Thank you for reviewing our paper and for the valuable feedback!
#Q1. Enlarge texts in figures.
Thanks. We have carefully revised the manuscript according to your comments.
#Q2. Visualization of some latent features.
We provide additional interaction feature visualization of x-, y-, and z- in Fig.1(a) of Attached PDF to illustrate latent feature distribution. It can be seen that the features are clustered around the spatial coordinates of interactive objects, corresponding to the local deformable fields in Sec 3.2 of the manuscript..
#Q3. More qualitative results on real-world and public datasets. K-Planes results were missed.
To our knowledge, existing view synthetic datasets for interactive scene rendering are primarily limited to a few interactive objects falling short of scene-level interactive reconstruction. Fig.5 of the Attached PDF provides visualization comparisons with CoNeRF[1] and CoGS[3] in CoNeRF Controllable dataset. As the results show, LiveScene outperforms existing SOTA methods for interactive rendering, achieving higher-quality rendering. More detailed experiments will be provided in the revised version. We must emphasize that K-Planes[2] was originally designed for 4D reconstruction and thus it is not suitable and unfair for controllable rendering. Meanwhile, our enhanced baselines, MK-Planes and MK-Planes* in Line 218 of Sec.5 of the manuscript., require dense interactive variable inputs, which are unavailable in the InterReal and CoNeRF Controllable datasets, making the comparison with K-Planes infeasible.

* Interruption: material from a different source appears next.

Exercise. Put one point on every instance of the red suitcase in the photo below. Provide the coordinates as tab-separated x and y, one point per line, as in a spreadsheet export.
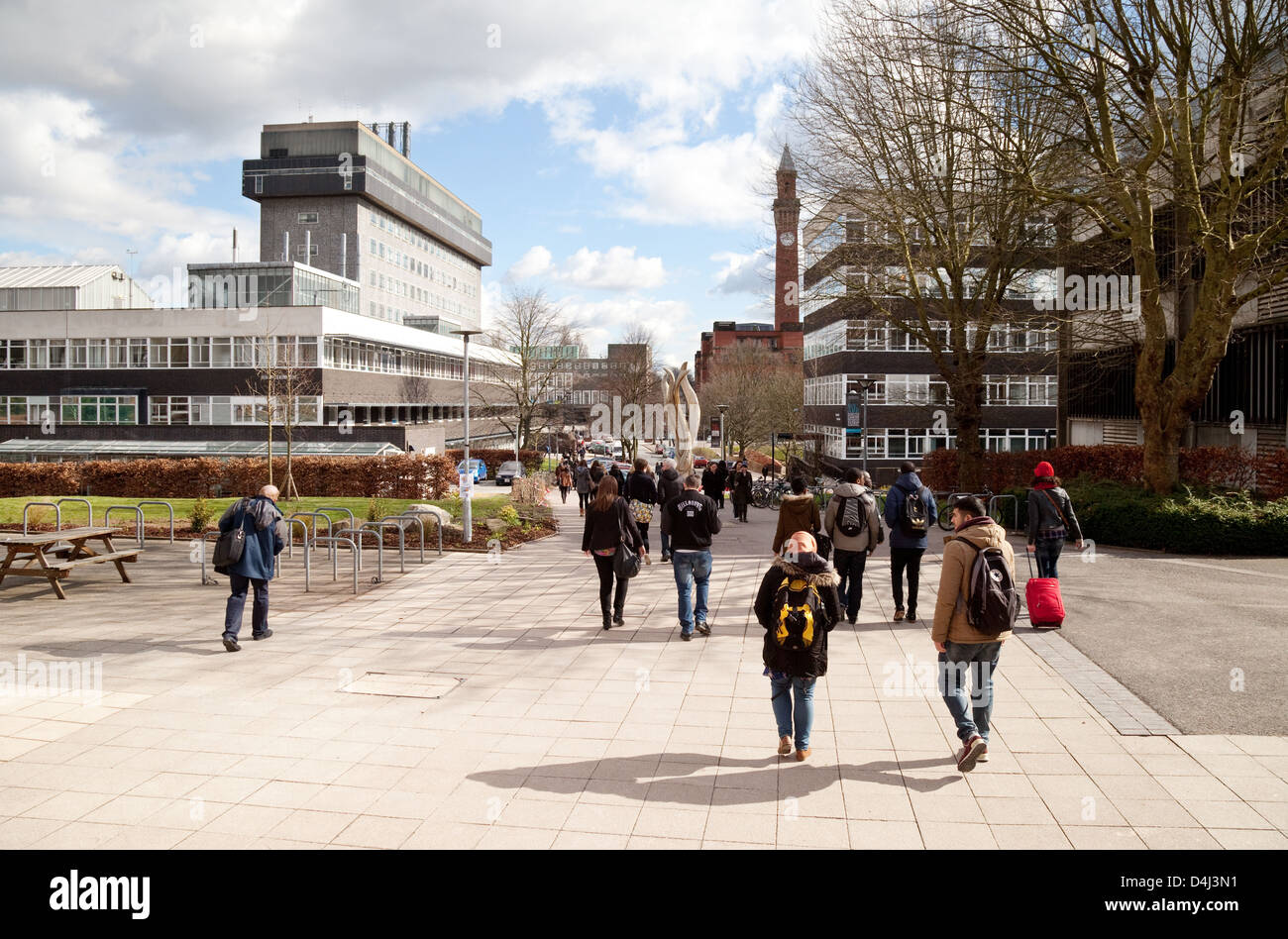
1042	598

#Q4. Memory cost of the proposed method
As shown in Table 1, we report GPU memory usage in the seq002_Rs_int sequence of the OminiSim dataset with official parameter settings. Notably, LiveScene (w/o language grounding) requires approximately 8G GPU memory, which is lower than that of the other methods.
| Method | Batch Size | Ray Samples | Runtime Memory (A100) |
|---|---|---|---|
| CoNeRF | 1024 | 256 | 71931 MiB |
| MKPlane | 4096 | 48 | 12781 MiB |
| MKPlane* | 4096 | 48 | 12185 MiB |
| CoGS | 512 | —— | 25505 MiB |
| LiveScene w/o lang | 4096 | 48 | 8441 MiB |
#Q5. The finest granularity of interaction can it handle.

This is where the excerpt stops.